En la mayoría de los casos, las sentencias se basan sólo en presunciones, otras, fundadas en criterios y máximas sin razón como “No importa la función que cumpliera, -en este caso en el Regimiento Tucapel-, el acusado era partidario de una dictadura militar, de un régimen en donde se detenía, apremiaba y ejecutaba a las personas. Luego, entonces, corresponde imputarle penalmente su responsabilidad”.
La ICA de Temuco denegó recursos de nulidad solicitados en contra de informes del fiscal, en los cuales se planteaban elementos objetivos que probaban falta de imparcialidad o faltas por ausencia de análisis como bases para emitir informes acordes con la ley. En 23 condenas sentenciadas en Temuco, en Angol con otras 13 condenas, que cada una con más de 25 tomos, 10.000 fojas y condenas de más de 1.000 hojas, más los recursos de apelación y/o de casación, el fiscal los analiza y redacta los respectivos informes en sólo 1 día hábil. Además, son recurrentes y evidentes en éstos, copias textuales desde primer informe.
En atención a que las edades de los condenados rondan, en promedio, los 75 años, con toda certeza se puede afirmar que estos ancianos ex uniformados siendo sentenciados a morir tras las rejas. Todos los que aún viven, en el tiempo pasado y lugares referidos, eran nóveles oficiales subalternos, clases y soldados conscriptos.
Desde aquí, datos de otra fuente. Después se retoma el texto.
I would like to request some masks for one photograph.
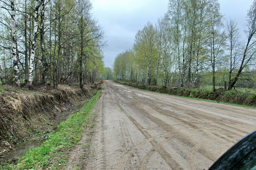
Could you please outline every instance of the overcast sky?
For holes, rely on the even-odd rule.
[[[105,33],[104,62],[111,67],[119,53],[133,48],[135,35],[148,21],[154,24],[167,11],[168,0],[91,0],[94,16]],[[219,0],[221,12],[235,19],[242,31],[253,0]]]

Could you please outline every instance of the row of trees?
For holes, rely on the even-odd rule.
[[[168,9],[154,25],[149,21],[138,31],[133,49],[117,55],[117,78],[197,88],[207,75],[214,90],[220,71],[229,89],[252,80],[256,0],[248,11],[246,39],[234,20],[223,18],[217,0],[169,0]]]
[[[89,0],[0,0],[0,82],[93,82],[104,33]]]

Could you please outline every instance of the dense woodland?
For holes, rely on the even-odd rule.
[[[217,0],[169,0],[168,10],[136,34],[133,49],[119,54],[118,80],[198,88],[202,84],[256,87],[256,0],[244,32],[225,18]]]
[[[89,0],[0,0],[0,83],[93,83],[104,33]]]

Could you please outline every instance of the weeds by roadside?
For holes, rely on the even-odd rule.
[[[216,89],[213,92],[209,89],[172,88],[129,82],[117,81],[124,85],[156,93],[251,108],[256,107],[256,94],[251,93],[228,90],[223,88]]]
[[[50,134],[41,146],[27,152],[14,164],[7,163],[0,165],[1,169],[41,169],[49,168],[63,168],[66,162],[66,150],[78,143],[84,128],[88,121],[90,113],[99,98],[101,90],[98,91],[91,99],[76,113],[58,126],[56,131]],[[60,152],[61,154],[59,154]]]

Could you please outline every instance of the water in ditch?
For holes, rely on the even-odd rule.
[[[56,118],[54,123],[54,125],[59,124],[62,122],[65,121],[69,116],[76,112],[78,109],[83,107],[88,99],[81,101],[72,108],[72,110],[63,112],[61,115]],[[0,155],[0,162],[4,162],[7,160],[21,157],[24,155],[25,152],[26,151],[34,148],[38,147],[41,145],[41,141],[37,140],[20,143],[16,146],[15,150],[10,151],[5,154]],[[1,160],[2,159],[2,160]]]

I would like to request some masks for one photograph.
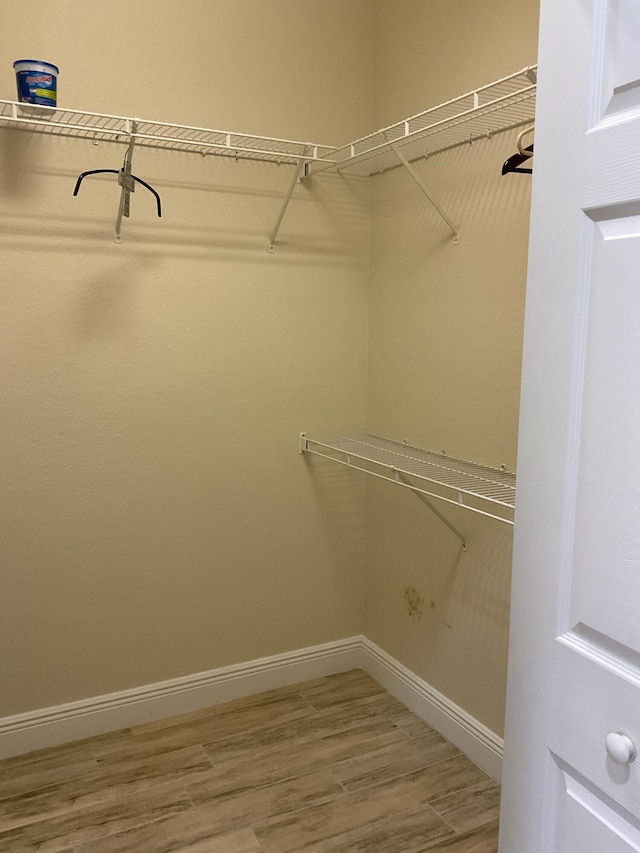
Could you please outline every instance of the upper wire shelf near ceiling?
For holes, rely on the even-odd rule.
[[[460,95],[411,118],[363,136],[333,152],[334,168],[371,176],[397,168],[397,150],[408,162],[530,124],[535,116],[537,65]],[[396,149],[396,150],[394,150]]]
[[[16,127],[55,136],[73,136],[96,142],[197,152],[236,160],[272,163],[332,163],[335,148],[312,142],[296,142],[269,136],[234,133],[189,125],[169,124],[142,118],[105,115],[59,107],[33,107],[0,100],[0,127]]]
[[[510,471],[374,435],[312,438],[301,433],[300,452],[322,456],[418,494],[513,524],[516,475]]]

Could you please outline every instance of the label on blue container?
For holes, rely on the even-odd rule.
[[[18,100],[26,104],[55,107],[57,77],[44,71],[18,71]]]

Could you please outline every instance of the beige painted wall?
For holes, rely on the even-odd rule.
[[[368,131],[367,0],[5,4],[61,105],[315,142]],[[330,57],[331,61],[327,61]],[[365,423],[369,191],[291,169],[0,133],[0,715],[363,627],[362,485],[300,430]]]
[[[378,126],[536,62],[536,3],[378,0],[375,9]],[[459,226],[458,246],[404,171],[373,180],[369,338],[370,432],[509,470],[530,191],[528,177],[500,175],[515,136],[416,164]],[[446,512],[467,553],[413,495],[369,486],[365,632],[500,733],[511,530]]]

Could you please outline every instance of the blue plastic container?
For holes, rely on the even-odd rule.
[[[39,107],[56,106],[59,74],[56,65],[40,59],[17,59],[13,67],[20,103]]]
Todo lo expuesto nos debe llevar a la reflexión, en donde intervengan el raciocinio y el corazón, unidos íntimamente. Más aún que abogar por la aplicación de justicia, chilenos de bien debemos abogar por la desaplicación de la injusticia. Y por, sobre todo, abogar por el imperio de la razón.
Hernán Pizarro Quinteros

Excelente columna !
Muy de acuerdo con la columna de don Hernán Pizarro.
Ante tanta injusticia: ¿Qué hacen nuestros diputados y senadores? ¿No será hora que investiguen estos hechos y hagan prevalecer la justicia?
Son unos pocos políticos los que defienden los derechos de los militares y carabineros, procesados y presos injustamente.
Excelente carta al Director! Todos ellos deberían tener un juicio justo y estoy segura que la gran mayoría serían absueltos.
Los militares y carabineros condenados en las causas de derechos humanos, lo han sido vulnerando sus derechos humanos al debido proceso y a la igualdad ante la ley (porque les ha sido aplicado el antiguo sistema procesal penal inquisitorio y no el acusatorio que desde el 16 de junio del año 2005 rige en todas las regiones del país).
Ellos son inocentes de los delitos que les han sido imputados, están libres de culpa o exentos de responsabilidad criminal y han sido condenados sobre la base de ficciones jurídicas o por sentencias dictadas contra leyes expresas y vigentes y sin pruebas que acrediten, más allá de toda duda razonable, que realmente cometieron el hecho punible y que hayan tenido una participación culpable y penada por la ley.
Por tales razones, todos ellos deben ser indultados o dejados en libertad condicional.